The Bruce Springsteen albums that were absolutely pointless: “Kind of a misfire”

The point behind every Bruce Springsteen album is being able to feel every single word that he is singing. 

‘The Boss’ was writing music that was supposed to reflect the everyday people that he saw when he was growing up, and even when he was one of the biggest rockstars on the planet, he never forgot where he came from and did everything he could to try and give people a glimpse at the kind of world that he knew on the streets of New Jersey. But when he stepped too far out of his comfort zone, it didn’t take him long to realise that he had made a huge mistake.

But when you look at the times that Springsteen has gone strange, it normally revolves around one problem: no E Street Band. Even though Springsteen has released many classics with his group, there’s no reason for him to work with them on every single song that he sings. He has the right to do whatever he wants, but there are more than a few times where not having that power behind him has failed him ever so slightly.

Nebraska might be one of the exceptions to the rule, but whenever he quit the band for a brief second, it was always in the service of making the songs sound better. He still cared deeply about every single member that joined the group, but after Born in the USA, there was a certain wilderness period that felt more than a little bit odd coming from someone who looked at his band like they were his brothers.

Tunnel of Love was typically downtempo since he was going through a major divorce at the time, but if a lot of that album was made to sound a bit spare, Human Touch was the moment where everyone began asking questions. Springsteen was still writing good songs, but when he tried to make music with a full band that didn’t have Nils Lofgren, Roy Bittan, and especially no Clarence Clemons, everything just sounded off.

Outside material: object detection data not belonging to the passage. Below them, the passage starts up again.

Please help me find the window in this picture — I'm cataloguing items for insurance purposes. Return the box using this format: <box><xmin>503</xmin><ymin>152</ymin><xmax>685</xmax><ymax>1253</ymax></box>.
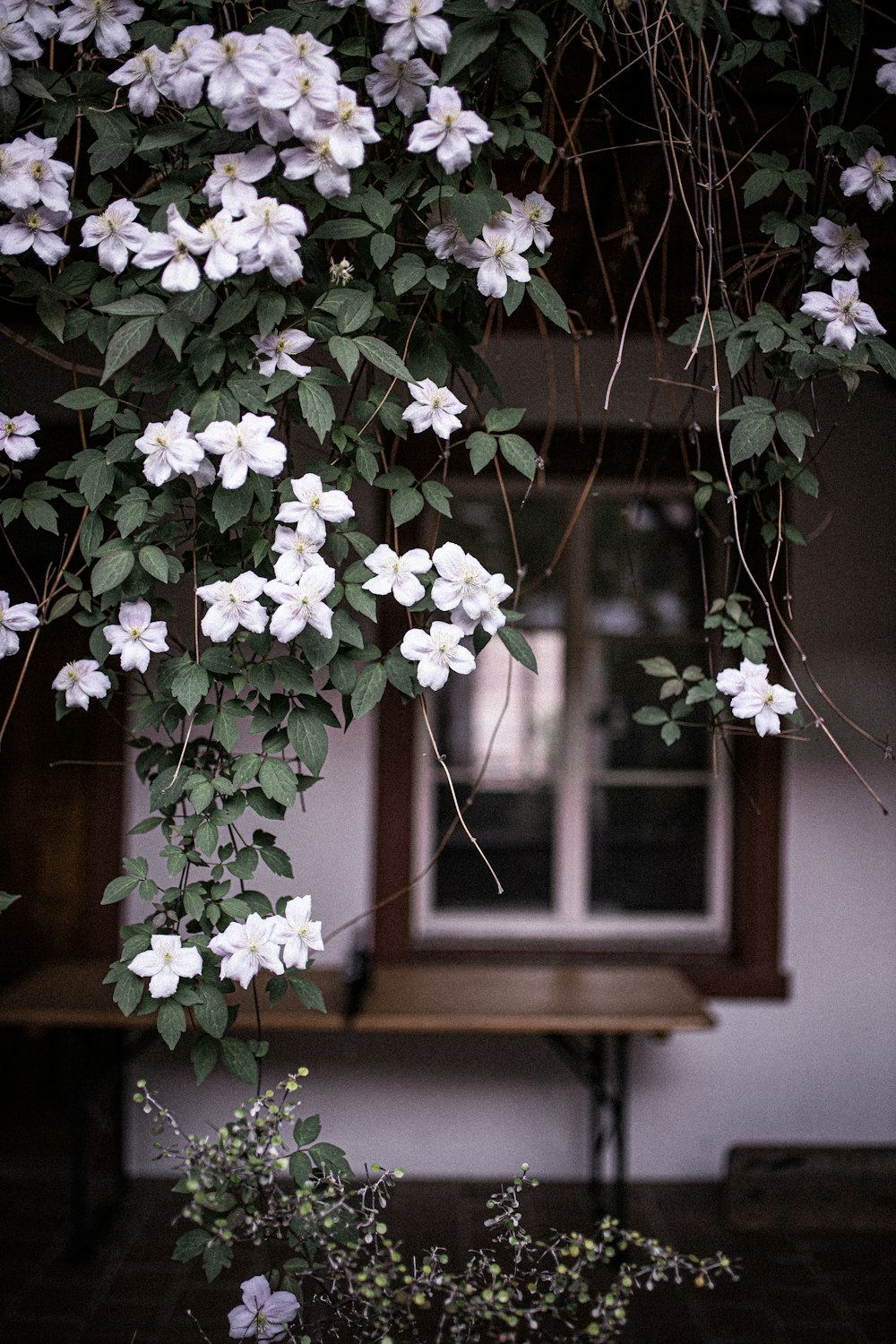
<box><xmin>377</xmin><ymin>478</ymin><xmax>785</xmax><ymax>995</ymax></box>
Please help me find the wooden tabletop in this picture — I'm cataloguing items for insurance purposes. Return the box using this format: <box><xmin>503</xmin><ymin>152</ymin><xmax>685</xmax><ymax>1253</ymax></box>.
<box><xmin>353</xmin><ymin>964</ymin><xmax>713</xmax><ymax>1037</ymax></box>
<box><xmin>0</xmin><ymin>961</ymin><xmax>713</xmax><ymax>1035</ymax></box>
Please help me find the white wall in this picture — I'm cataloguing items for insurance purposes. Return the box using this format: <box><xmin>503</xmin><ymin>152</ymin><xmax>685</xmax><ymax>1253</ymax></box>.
<box><xmin>127</xmin><ymin>344</ymin><xmax>896</xmax><ymax>1179</ymax></box>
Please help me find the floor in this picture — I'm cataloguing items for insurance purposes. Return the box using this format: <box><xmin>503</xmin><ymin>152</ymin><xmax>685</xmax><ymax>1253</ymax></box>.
<box><xmin>0</xmin><ymin>1166</ymin><xmax>896</xmax><ymax>1344</ymax></box>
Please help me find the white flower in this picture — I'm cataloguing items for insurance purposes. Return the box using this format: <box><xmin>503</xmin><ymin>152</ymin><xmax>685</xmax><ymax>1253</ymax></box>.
<box><xmin>108</xmin><ymin>47</ymin><xmax>165</xmax><ymax>117</ymax></box>
<box><xmin>185</xmin><ymin>32</ymin><xmax>265</xmax><ymax>108</ymax></box>
<box><xmin>452</xmin><ymin>574</ymin><xmax>513</xmax><ymax>634</ymax></box>
<box><xmin>277</xmin><ymin>472</ymin><xmax>355</xmax><ymax>540</ymax></box>
<box><xmin>0</xmin><ymin>591</ymin><xmax>40</xmax><ymax>659</ymax></box>
<box><xmin>407</xmin><ymin>85</ymin><xmax>492</xmax><ymax>172</ymax></box>
<box><xmin>383</xmin><ymin>0</ymin><xmax>452</xmax><ymax>61</ymax></box>
<box><xmin>840</xmin><ymin>148</ymin><xmax>896</xmax><ymax>210</ymax></box>
<box><xmin>716</xmin><ymin>659</ymin><xmax>769</xmax><ymax>695</ymax></box>
<box><xmin>361</xmin><ymin>542</ymin><xmax>433</xmax><ymax>607</ymax></box>
<box><xmin>0</xmin><ymin>206</ymin><xmax>71</xmax><ymax>266</ymax></box>
<box><xmin>127</xmin><ymin>933</ymin><xmax>202</xmax><ymax>999</ymax></box>
<box><xmin>251</xmin><ymin>327</ymin><xmax>314</xmax><ymax>378</ymax></box>
<box><xmin>0</xmin><ymin>16</ymin><xmax>43</xmax><ymax>86</ymax></box>
<box><xmin>874</xmin><ymin>47</ymin><xmax>896</xmax><ymax>93</ymax></box>
<box><xmin>229</xmin><ymin>196</ymin><xmax>307</xmax><ymax>284</ymax></box>
<box><xmin>799</xmin><ymin>280</ymin><xmax>887</xmax><ymax>349</ymax></box>
<box><xmin>272</xmin><ymin>527</ymin><xmax>332</xmax><ymax>583</ymax></box>
<box><xmin>134</xmin><ymin>202</ymin><xmax>211</xmax><ymax>295</ymax></box>
<box><xmin>52</xmin><ymin>659</ymin><xmax>111</xmax><ymax>710</ymax></box>
<box><xmin>280</xmin><ymin>897</ymin><xmax>323</xmax><ymax>970</ymax></box>
<box><xmin>280</xmin><ymin>134</ymin><xmax>352</xmax><ymax>201</ymax></box>
<box><xmin>750</xmin><ymin>0</ymin><xmax>821</xmax><ymax>23</ymax></box>
<box><xmin>196</xmin><ymin>570</ymin><xmax>267</xmax><ymax>644</ymax></box>
<box><xmin>433</xmin><ymin>542</ymin><xmax>492</xmax><ymax>623</ymax></box>
<box><xmin>81</xmin><ymin>201</ymin><xmax>149</xmax><ymax>276</ymax></box>
<box><xmin>134</xmin><ymin>411</ymin><xmax>202</xmax><ymax>486</ymax></box>
<box><xmin>401</xmin><ymin>621</ymin><xmax>476</xmax><ymax>691</ymax></box>
<box><xmin>810</xmin><ymin>220</ymin><xmax>871</xmax><ymax>276</ymax></box>
<box><xmin>159</xmin><ymin>23</ymin><xmax>215</xmax><ymax>108</ymax></box>
<box><xmin>202</xmin><ymin>145</ymin><xmax>277</xmax><ymax>215</ymax></box>
<box><xmin>364</xmin><ymin>53</ymin><xmax>438</xmax><ymax>117</ymax></box>
<box><xmin>457</xmin><ymin>225</ymin><xmax>530</xmax><ymax>298</ymax></box>
<box><xmin>264</xmin><ymin>564</ymin><xmax>336</xmax><ymax>644</ymax></box>
<box><xmin>0</xmin><ymin>411</ymin><xmax>40</xmax><ymax>462</ymax></box>
<box><xmin>506</xmin><ymin>191</ymin><xmax>554</xmax><ymax>252</ymax></box>
<box><xmin>401</xmin><ymin>378</ymin><xmax>466</xmax><ymax>438</ymax></box>
<box><xmin>59</xmin><ymin>0</ymin><xmax>142</xmax><ymax>56</ymax></box>
<box><xmin>208</xmin><ymin>911</ymin><xmax>283</xmax><ymax>989</ymax></box>
<box><xmin>228</xmin><ymin>1274</ymin><xmax>298</xmax><ymax>1340</ymax></box>
<box><xmin>731</xmin><ymin>677</ymin><xmax>797</xmax><ymax>738</ymax></box>
<box><xmin>196</xmin><ymin>413</ymin><xmax>286</xmax><ymax>491</ymax></box>
<box><xmin>102</xmin><ymin>601</ymin><xmax>168</xmax><ymax>672</ymax></box>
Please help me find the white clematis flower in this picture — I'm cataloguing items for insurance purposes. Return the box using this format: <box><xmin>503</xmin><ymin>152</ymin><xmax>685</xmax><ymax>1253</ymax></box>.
<box><xmin>280</xmin><ymin>897</ymin><xmax>323</xmax><ymax>970</ymax></box>
<box><xmin>251</xmin><ymin>327</ymin><xmax>314</xmax><ymax>378</ymax></box>
<box><xmin>202</xmin><ymin>145</ymin><xmax>277</xmax><ymax>215</ymax></box>
<box><xmin>361</xmin><ymin>542</ymin><xmax>433</xmax><ymax>607</ymax></box>
<box><xmin>0</xmin><ymin>411</ymin><xmax>40</xmax><ymax>462</ymax></box>
<box><xmin>809</xmin><ymin>220</ymin><xmax>871</xmax><ymax>276</ymax></box>
<box><xmin>0</xmin><ymin>591</ymin><xmax>40</xmax><ymax>659</ymax></box>
<box><xmin>277</xmin><ymin>472</ymin><xmax>355</xmax><ymax>540</ymax></box>
<box><xmin>840</xmin><ymin>147</ymin><xmax>896</xmax><ymax>210</ymax></box>
<box><xmin>750</xmin><ymin>0</ymin><xmax>821</xmax><ymax>23</ymax></box>
<box><xmin>52</xmin><ymin>659</ymin><xmax>111</xmax><ymax>710</ymax></box>
<box><xmin>401</xmin><ymin>378</ymin><xmax>466</xmax><ymax>438</ymax></box>
<box><xmin>452</xmin><ymin>574</ymin><xmax>513</xmax><ymax>634</ymax></box>
<box><xmin>401</xmin><ymin>621</ymin><xmax>476</xmax><ymax>691</ymax></box>
<box><xmin>196</xmin><ymin>413</ymin><xmax>286</xmax><ymax>491</ymax></box>
<box><xmin>799</xmin><ymin>280</ymin><xmax>887</xmax><ymax>349</ymax></box>
<box><xmin>264</xmin><ymin>564</ymin><xmax>336</xmax><ymax>644</ymax></box>
<box><xmin>102</xmin><ymin>601</ymin><xmax>168</xmax><ymax>672</ymax></box>
<box><xmin>433</xmin><ymin>542</ymin><xmax>492</xmax><ymax>624</ymax></box>
<box><xmin>364</xmin><ymin>53</ymin><xmax>438</xmax><ymax>117</ymax></box>
<box><xmin>731</xmin><ymin>677</ymin><xmax>797</xmax><ymax>738</ymax></box>
<box><xmin>81</xmin><ymin>201</ymin><xmax>149</xmax><ymax>276</ymax></box>
<box><xmin>134</xmin><ymin>411</ymin><xmax>202</xmax><ymax>486</ymax></box>
<box><xmin>208</xmin><ymin>911</ymin><xmax>283</xmax><ymax>989</ymax></box>
<box><xmin>272</xmin><ymin>527</ymin><xmax>326</xmax><ymax>583</ymax></box>
<box><xmin>407</xmin><ymin>85</ymin><xmax>492</xmax><ymax>174</ymax></box>
<box><xmin>59</xmin><ymin>0</ymin><xmax>143</xmax><ymax>56</ymax></box>
<box><xmin>196</xmin><ymin>570</ymin><xmax>267</xmax><ymax>644</ymax></box>
<box><xmin>127</xmin><ymin>933</ymin><xmax>202</xmax><ymax>999</ymax></box>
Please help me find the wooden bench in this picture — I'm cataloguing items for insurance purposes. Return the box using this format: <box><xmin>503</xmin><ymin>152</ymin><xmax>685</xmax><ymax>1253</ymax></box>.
<box><xmin>0</xmin><ymin>962</ymin><xmax>713</xmax><ymax>1238</ymax></box>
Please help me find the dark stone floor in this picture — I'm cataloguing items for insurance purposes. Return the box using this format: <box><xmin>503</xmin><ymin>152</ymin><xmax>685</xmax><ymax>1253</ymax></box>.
<box><xmin>0</xmin><ymin>1168</ymin><xmax>896</xmax><ymax>1344</ymax></box>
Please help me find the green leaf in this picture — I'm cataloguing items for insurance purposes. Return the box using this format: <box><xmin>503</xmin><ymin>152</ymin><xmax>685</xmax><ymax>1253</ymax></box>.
<box><xmin>218</xmin><ymin>1037</ymin><xmax>258</xmax><ymax>1088</ymax></box>
<box><xmin>352</xmin><ymin>663</ymin><xmax>387</xmax><ymax>719</ymax></box>
<box><xmin>90</xmin><ymin>551</ymin><xmax>134</xmax><ymax>597</ymax></box>
<box><xmin>99</xmin><ymin>317</ymin><xmax>156</xmax><ymax>383</ymax></box>
<box><xmin>287</xmin><ymin>709</ymin><xmax>329</xmax><ymax>780</ymax></box>
<box><xmin>170</xmin><ymin>663</ymin><xmax>211</xmax><ymax>714</ymax></box>
<box><xmin>258</xmin><ymin>758</ymin><xmax>298</xmax><ymax>808</ymax></box>
<box><xmin>729</xmin><ymin>414</ymin><xmax>775</xmax><ymax>467</ymax></box>
<box><xmin>298</xmin><ymin>382</ymin><xmax>335</xmax><ymax>444</ymax></box>
<box><xmin>390</xmin><ymin>487</ymin><xmax>423</xmax><ymax>527</ymax></box>
<box><xmin>194</xmin><ymin>984</ymin><xmax>227</xmax><ymax>1038</ymax></box>
<box><xmin>137</xmin><ymin>546</ymin><xmax>168</xmax><ymax>583</ymax></box>
<box><xmin>355</xmin><ymin>336</ymin><xmax>414</xmax><ymax>383</ymax></box>
<box><xmin>156</xmin><ymin>999</ymin><xmax>186</xmax><ymax>1050</ymax></box>
<box><xmin>99</xmin><ymin>876</ymin><xmax>138</xmax><ymax>906</ymax></box>
<box><xmin>498</xmin><ymin>625</ymin><xmax>538</xmax><ymax>672</ymax></box>
<box><xmin>527</xmin><ymin>276</ymin><xmax>570</xmax><ymax>332</ymax></box>
<box><xmin>498</xmin><ymin>435</ymin><xmax>538</xmax><ymax>481</ymax></box>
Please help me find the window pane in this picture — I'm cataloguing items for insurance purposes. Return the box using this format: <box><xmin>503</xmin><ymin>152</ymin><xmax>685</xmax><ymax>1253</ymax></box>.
<box><xmin>590</xmin><ymin>787</ymin><xmax>708</xmax><ymax>914</ymax></box>
<box><xmin>435</xmin><ymin>785</ymin><xmax>554</xmax><ymax>913</ymax></box>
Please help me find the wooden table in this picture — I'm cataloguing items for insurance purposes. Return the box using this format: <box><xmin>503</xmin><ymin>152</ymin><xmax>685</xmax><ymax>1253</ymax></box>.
<box><xmin>0</xmin><ymin>962</ymin><xmax>715</xmax><ymax>1239</ymax></box>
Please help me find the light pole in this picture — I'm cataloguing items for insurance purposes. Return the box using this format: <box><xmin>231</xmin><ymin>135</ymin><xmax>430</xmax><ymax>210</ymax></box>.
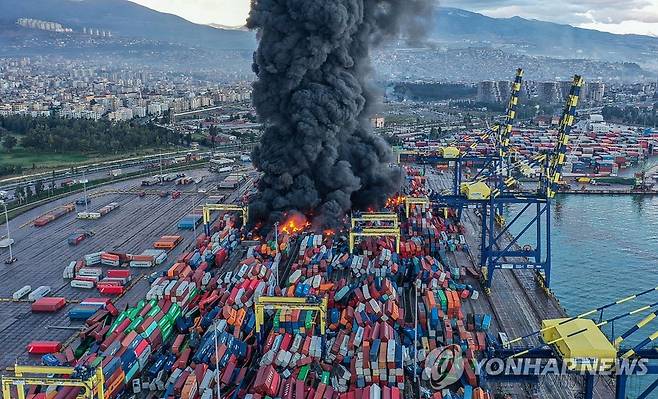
<box><xmin>159</xmin><ymin>152</ymin><xmax>163</xmax><ymax>184</ymax></box>
<box><xmin>274</xmin><ymin>222</ymin><xmax>279</xmax><ymax>286</ymax></box>
<box><xmin>414</xmin><ymin>279</ymin><xmax>419</xmax><ymax>382</ymax></box>
<box><xmin>82</xmin><ymin>169</ymin><xmax>89</xmax><ymax>212</ymax></box>
<box><xmin>214</xmin><ymin>320</ymin><xmax>222</xmax><ymax>399</ymax></box>
<box><xmin>0</xmin><ymin>201</ymin><xmax>16</xmax><ymax>265</ymax></box>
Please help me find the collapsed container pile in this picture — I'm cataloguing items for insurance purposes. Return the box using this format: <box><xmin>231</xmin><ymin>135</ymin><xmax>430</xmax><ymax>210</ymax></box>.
<box><xmin>11</xmin><ymin>179</ymin><xmax>498</xmax><ymax>399</ymax></box>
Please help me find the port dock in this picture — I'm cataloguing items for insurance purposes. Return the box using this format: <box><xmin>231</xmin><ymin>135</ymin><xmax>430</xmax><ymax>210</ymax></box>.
<box><xmin>0</xmin><ymin>166</ymin><xmax>253</xmax><ymax>368</ymax></box>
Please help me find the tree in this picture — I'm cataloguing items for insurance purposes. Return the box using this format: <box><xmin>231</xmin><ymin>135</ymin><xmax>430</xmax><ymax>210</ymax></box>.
<box><xmin>2</xmin><ymin>135</ymin><xmax>18</xmax><ymax>151</ymax></box>
<box><xmin>34</xmin><ymin>180</ymin><xmax>43</xmax><ymax>197</ymax></box>
<box><xmin>23</xmin><ymin>186</ymin><xmax>32</xmax><ymax>202</ymax></box>
<box><xmin>14</xmin><ymin>185</ymin><xmax>25</xmax><ymax>204</ymax></box>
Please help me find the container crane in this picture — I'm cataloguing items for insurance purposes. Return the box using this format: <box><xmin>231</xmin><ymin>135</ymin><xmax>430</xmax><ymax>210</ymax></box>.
<box><xmin>431</xmin><ymin>75</ymin><xmax>584</xmax><ymax>292</ymax></box>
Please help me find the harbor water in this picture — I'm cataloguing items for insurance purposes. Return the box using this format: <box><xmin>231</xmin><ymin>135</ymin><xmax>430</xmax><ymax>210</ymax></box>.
<box><xmin>508</xmin><ymin>194</ymin><xmax>658</xmax><ymax>398</ymax></box>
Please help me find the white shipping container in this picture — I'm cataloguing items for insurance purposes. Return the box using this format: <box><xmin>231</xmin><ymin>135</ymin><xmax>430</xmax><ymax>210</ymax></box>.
<box><xmin>27</xmin><ymin>285</ymin><xmax>50</xmax><ymax>302</ymax></box>
<box><xmin>84</xmin><ymin>252</ymin><xmax>101</xmax><ymax>266</ymax></box>
<box><xmin>71</xmin><ymin>279</ymin><xmax>96</xmax><ymax>289</ymax></box>
<box><xmin>78</xmin><ymin>267</ymin><xmax>103</xmax><ymax>277</ymax></box>
<box><xmin>11</xmin><ymin>285</ymin><xmax>32</xmax><ymax>301</ymax></box>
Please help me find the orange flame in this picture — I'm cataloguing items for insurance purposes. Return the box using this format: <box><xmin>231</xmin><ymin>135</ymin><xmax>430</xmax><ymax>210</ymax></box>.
<box><xmin>279</xmin><ymin>213</ymin><xmax>311</xmax><ymax>234</ymax></box>
<box><xmin>386</xmin><ymin>195</ymin><xmax>407</xmax><ymax>208</ymax></box>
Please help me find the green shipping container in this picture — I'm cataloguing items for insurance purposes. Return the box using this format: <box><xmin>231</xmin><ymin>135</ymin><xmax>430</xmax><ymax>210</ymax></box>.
<box><xmin>125</xmin><ymin>317</ymin><xmax>144</xmax><ymax>334</ymax></box>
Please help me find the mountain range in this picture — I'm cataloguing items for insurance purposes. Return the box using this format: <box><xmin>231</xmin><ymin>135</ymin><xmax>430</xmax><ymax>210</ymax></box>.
<box><xmin>0</xmin><ymin>0</ymin><xmax>658</xmax><ymax>71</ymax></box>
<box><xmin>0</xmin><ymin>0</ymin><xmax>256</xmax><ymax>50</ymax></box>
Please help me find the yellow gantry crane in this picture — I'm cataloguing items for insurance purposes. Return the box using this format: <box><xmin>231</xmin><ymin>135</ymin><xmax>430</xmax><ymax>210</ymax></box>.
<box><xmin>254</xmin><ymin>296</ymin><xmax>328</xmax><ymax>335</ymax></box>
<box><xmin>404</xmin><ymin>197</ymin><xmax>430</xmax><ymax>217</ymax></box>
<box><xmin>203</xmin><ymin>204</ymin><xmax>249</xmax><ymax>236</ymax></box>
<box><xmin>350</xmin><ymin>212</ymin><xmax>400</xmax><ymax>228</ymax></box>
<box><xmin>350</xmin><ymin>226</ymin><xmax>400</xmax><ymax>253</ymax></box>
<box><xmin>350</xmin><ymin>212</ymin><xmax>400</xmax><ymax>253</ymax></box>
<box><xmin>2</xmin><ymin>365</ymin><xmax>105</xmax><ymax>399</ymax></box>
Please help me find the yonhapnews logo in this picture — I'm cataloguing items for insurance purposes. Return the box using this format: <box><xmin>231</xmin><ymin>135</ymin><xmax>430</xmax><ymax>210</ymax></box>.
<box><xmin>423</xmin><ymin>345</ymin><xmax>464</xmax><ymax>390</ymax></box>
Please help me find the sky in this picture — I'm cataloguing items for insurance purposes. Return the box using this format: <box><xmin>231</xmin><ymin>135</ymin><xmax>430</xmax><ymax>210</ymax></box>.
<box><xmin>131</xmin><ymin>0</ymin><xmax>658</xmax><ymax>37</ymax></box>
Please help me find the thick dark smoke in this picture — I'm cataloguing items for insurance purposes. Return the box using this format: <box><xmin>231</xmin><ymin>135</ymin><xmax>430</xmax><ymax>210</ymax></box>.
<box><xmin>247</xmin><ymin>0</ymin><xmax>433</xmax><ymax>226</ymax></box>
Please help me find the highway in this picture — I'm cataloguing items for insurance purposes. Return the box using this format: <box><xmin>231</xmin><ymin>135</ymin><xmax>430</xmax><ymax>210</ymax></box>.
<box><xmin>0</xmin><ymin>164</ymin><xmax>252</xmax><ymax>367</ymax></box>
<box><xmin>0</xmin><ymin>143</ymin><xmax>254</xmax><ymax>197</ymax></box>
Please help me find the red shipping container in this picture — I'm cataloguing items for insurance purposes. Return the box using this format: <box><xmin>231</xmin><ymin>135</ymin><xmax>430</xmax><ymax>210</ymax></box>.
<box><xmin>27</xmin><ymin>341</ymin><xmax>62</xmax><ymax>355</ymax></box>
<box><xmin>107</xmin><ymin>269</ymin><xmax>130</xmax><ymax>278</ymax></box>
<box><xmin>98</xmin><ymin>285</ymin><xmax>124</xmax><ymax>295</ymax></box>
<box><xmin>32</xmin><ymin>297</ymin><xmax>66</xmax><ymax>312</ymax></box>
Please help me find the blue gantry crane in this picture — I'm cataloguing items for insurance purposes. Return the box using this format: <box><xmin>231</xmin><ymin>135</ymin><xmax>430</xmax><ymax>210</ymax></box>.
<box><xmin>431</xmin><ymin>75</ymin><xmax>584</xmax><ymax>290</ymax></box>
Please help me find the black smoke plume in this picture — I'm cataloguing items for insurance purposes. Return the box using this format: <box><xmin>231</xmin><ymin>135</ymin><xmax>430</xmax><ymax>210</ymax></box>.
<box><xmin>247</xmin><ymin>0</ymin><xmax>433</xmax><ymax>227</ymax></box>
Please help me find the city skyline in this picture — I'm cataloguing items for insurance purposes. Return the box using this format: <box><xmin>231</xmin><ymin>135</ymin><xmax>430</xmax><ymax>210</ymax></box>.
<box><xmin>130</xmin><ymin>0</ymin><xmax>658</xmax><ymax>36</ymax></box>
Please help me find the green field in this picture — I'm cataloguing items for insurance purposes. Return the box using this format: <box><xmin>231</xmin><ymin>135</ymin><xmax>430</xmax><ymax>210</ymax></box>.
<box><xmin>0</xmin><ymin>147</ymin><xmax>181</xmax><ymax>173</ymax></box>
<box><xmin>0</xmin><ymin>149</ymin><xmax>90</xmax><ymax>169</ymax></box>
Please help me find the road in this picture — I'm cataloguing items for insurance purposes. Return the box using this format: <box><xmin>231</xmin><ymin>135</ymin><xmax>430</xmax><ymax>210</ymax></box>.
<box><xmin>0</xmin><ymin>164</ymin><xmax>251</xmax><ymax>367</ymax></box>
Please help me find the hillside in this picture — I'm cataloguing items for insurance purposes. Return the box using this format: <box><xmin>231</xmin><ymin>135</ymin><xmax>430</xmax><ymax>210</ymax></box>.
<box><xmin>431</xmin><ymin>8</ymin><xmax>658</xmax><ymax>69</ymax></box>
<box><xmin>0</xmin><ymin>0</ymin><xmax>658</xmax><ymax>80</ymax></box>
<box><xmin>0</xmin><ymin>0</ymin><xmax>256</xmax><ymax>50</ymax></box>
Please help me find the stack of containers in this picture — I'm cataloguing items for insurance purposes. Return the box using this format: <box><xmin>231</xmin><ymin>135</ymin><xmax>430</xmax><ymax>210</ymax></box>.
<box><xmin>96</xmin><ymin>269</ymin><xmax>131</xmax><ymax>295</ymax></box>
<box><xmin>34</xmin><ymin>204</ymin><xmax>75</xmax><ymax>227</ymax></box>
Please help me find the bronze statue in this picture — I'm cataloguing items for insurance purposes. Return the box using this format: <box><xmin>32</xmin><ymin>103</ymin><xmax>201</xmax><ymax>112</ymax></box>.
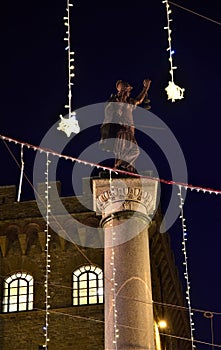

He couldn’t sell these kinds of songs without having the rest of his team beside him, and after a while, Springsteen realised that there was little to no point in trying to make albums like he did in the early 1990s, saying, “I have no idea what we were aiming for in this one outside of some vague sense of ‘hipness’ and an attempt at irony. Never my strong suit, it reads now to me as a break from our usual approach and kind of a playful misfire.”

And while The Ghost of Tom Joad at least got him back to familiar territory by making an acoustic album, it just felt like he was naked onstage when he was first inducted into the Rock and Roll Hall of Fame by himself. The E Street Band were the ones that helped him make all those records, and seeing people like Lofgren, Stevie Van Zandt, and Clemons in the audience as he accepted the whole thing alone just made everything feel kind of gross.

After going through that wilderness period, though, The Rising was the reminder that he ever needed about why the band was important. The tragedy of 9/11 was still heavy on everyone’s minds, and getting him back in the studio to write songs for us to heal ourselves was a much better route than trying to go the solemn acoustic direction yet again and not give the fans what they wanted.

‘The Boss’ might need to please himself first with his songs, but seeing him playing with a different group of musicians on Human Touch is like watching a man trying and failing to cheat on his wife. He’s well within his rights to do something new, but don’t be surprised when people start asking questions about where your true soulmate is.